IKEA Hacks: Add Ties to Outdoor Furniture Cushions
Prevent outdoor furniture cushions and pillows from going airborne on a windy day or ending up as part of a muddy pillow fort by adding ties. Making the ties is simple and inexpensive and using the ties saves you from dirty or lost cushions.
Blowing in the wind
If you have an outdoor living space, whether it’s a patio, deck or balcony, and you’ve purchased furniture with cushions and pillows, you’ve likely made a considerable investment. Consequently, you want that furniture to last a long time. Some outdoor cushions and pillows come with ties to secure them to the furniture, but what do you do if your cushions and pillows didn’t come with ties? You could take a chance that the wind will never gust, children will never pull off the cushions to make a fort and if a cushion or pillow does fly off, it will land on a perfectly clean patch of grass. Right. So here’s an easy, inexpensive way to add ties to keep those cushions and pillows in place.
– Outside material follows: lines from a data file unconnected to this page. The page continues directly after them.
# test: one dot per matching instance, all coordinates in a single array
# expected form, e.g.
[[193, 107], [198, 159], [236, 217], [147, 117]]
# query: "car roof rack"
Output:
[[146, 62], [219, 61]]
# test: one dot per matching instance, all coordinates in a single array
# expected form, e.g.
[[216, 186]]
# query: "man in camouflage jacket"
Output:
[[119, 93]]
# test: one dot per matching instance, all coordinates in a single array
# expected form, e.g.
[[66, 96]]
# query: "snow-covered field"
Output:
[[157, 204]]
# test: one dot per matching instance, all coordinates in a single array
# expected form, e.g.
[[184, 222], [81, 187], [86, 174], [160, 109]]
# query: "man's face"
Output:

Cushion ties: Tools and materials
The only tools you need are something to mark the hole locations on the fabric (a pencil works fine), a needle with a large eye and something with which to punch holes (a paper punch or leather punch, depending on the thickness of the fabric). It also helps to have Fray Check, a clear liquid that keeps fabric from, you guessed it, fraying.
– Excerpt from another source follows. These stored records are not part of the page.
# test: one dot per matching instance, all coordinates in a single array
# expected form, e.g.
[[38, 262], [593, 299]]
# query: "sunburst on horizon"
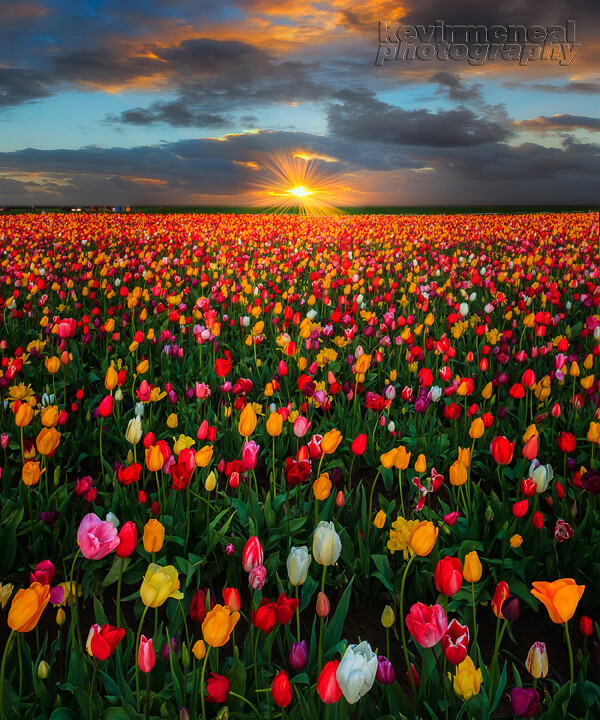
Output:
[[298, 182]]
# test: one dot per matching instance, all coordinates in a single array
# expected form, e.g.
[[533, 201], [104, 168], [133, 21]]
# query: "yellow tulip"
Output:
[[247, 423], [467, 680], [458, 473], [110, 379], [477, 429], [331, 441], [472, 569], [362, 364], [31, 473], [464, 456], [24, 415], [423, 537], [204, 455], [388, 459], [274, 424], [421, 464], [47, 441], [52, 365], [322, 487], [380, 519], [154, 535], [402, 458], [160, 583], [218, 624], [560, 597], [27, 607], [49, 416]]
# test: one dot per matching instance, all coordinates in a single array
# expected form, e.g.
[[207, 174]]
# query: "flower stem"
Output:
[[571, 676], [137, 663], [202, 683], [402, 621], [2, 671]]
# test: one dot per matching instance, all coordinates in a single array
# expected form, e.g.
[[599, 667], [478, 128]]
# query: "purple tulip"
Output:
[[525, 702], [298, 655], [385, 672]]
For materials, we used 1/4-inch-wide bias tape purchased at a fabric store. You can use whatever cord, ribbon or fabric you think will look good and be strong enough to hold your cushions in place.
Mark hole locations
Put the cushions in place on the furniture and see where you can tie the cushions to the furniture frame. Mark the spots where you’d like to attach the ties. We chose to put two ties on the back of each seat cushion. Adjust this based on the size and shape of your cushions and your furniture’s frame.
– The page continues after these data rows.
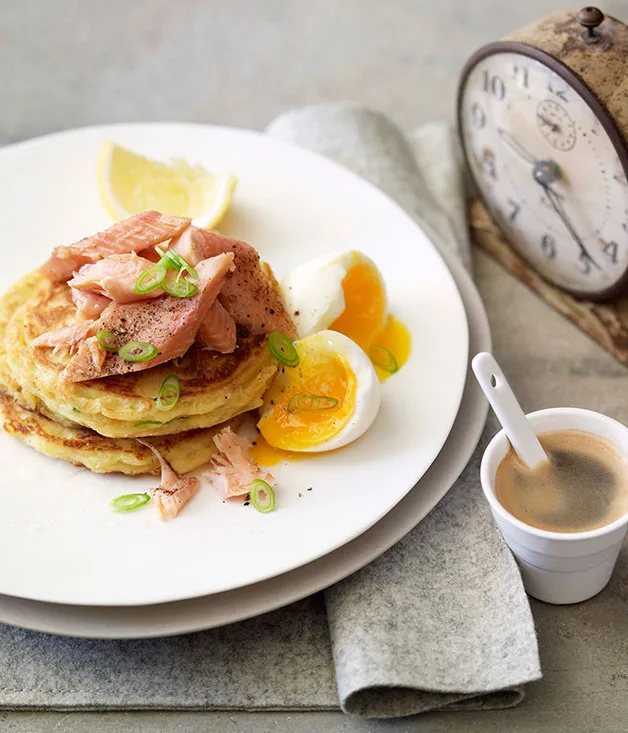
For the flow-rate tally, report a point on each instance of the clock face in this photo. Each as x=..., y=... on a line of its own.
x=547, y=170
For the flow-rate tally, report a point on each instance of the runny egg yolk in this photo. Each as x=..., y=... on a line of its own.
x=364, y=315
x=321, y=372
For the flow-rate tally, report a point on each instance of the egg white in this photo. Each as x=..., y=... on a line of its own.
x=367, y=392
x=313, y=292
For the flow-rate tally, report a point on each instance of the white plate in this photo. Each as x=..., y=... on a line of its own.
x=222, y=608
x=291, y=204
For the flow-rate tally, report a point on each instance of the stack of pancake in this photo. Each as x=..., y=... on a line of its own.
x=96, y=423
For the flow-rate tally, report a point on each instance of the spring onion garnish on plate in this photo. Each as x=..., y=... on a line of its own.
x=169, y=393
x=136, y=351
x=282, y=349
x=262, y=496
x=150, y=279
x=180, y=288
x=148, y=424
x=383, y=358
x=173, y=261
x=310, y=402
x=107, y=340
x=128, y=502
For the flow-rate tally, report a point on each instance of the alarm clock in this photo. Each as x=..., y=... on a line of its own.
x=543, y=122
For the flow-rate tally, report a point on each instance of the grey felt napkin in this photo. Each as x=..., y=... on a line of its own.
x=439, y=621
We tried using a paper punch to make the holes in our cushion fabric, but the fabric was too thick. We moved on to a leather punch and that worked much better. You want to make a fairly tidy hole, but if you’re not fussy, you could use an awl or other pointy tool to make the holes.
Make the holes
Line up the punch with the marks on the cushions and create the holes for the ties.
Fray Check: A little insurance
To make sure the fabric around the holes doesn’t fray, apply Fray Check to the edges. Let it dry for around 20 minutes before you insert the ties.
One-button pillow ties
To secure your outdoor pillows, one button in the middle is all you need! We bought slot-hole buttons so we could thread through 1/4-inch bias tape. Use whatever type of button and tie that looks good and works with your pillow cover fabric.
Poke and thread
We used the same large-eye plastic needle we used for the cushion ties to poke through the middle of our pillows (without removing the insides!). If you don’t want to or can’t poke through the pillow cover and the pillow insides, remove the cover and make a hole in the center of the front and back. Then poke a hole through the middle of the pillow itself. The goal is to make a hole in the middle that you can pull the tie through and then thread on the button.
Pull and tie
Using the needle, pull the end of the tie back through the hole to the back side of the pillow and tie the ends in a knot.
Tie them on!
When all of your cushions and pillows have ties, take them outside, put them in place and tie them on.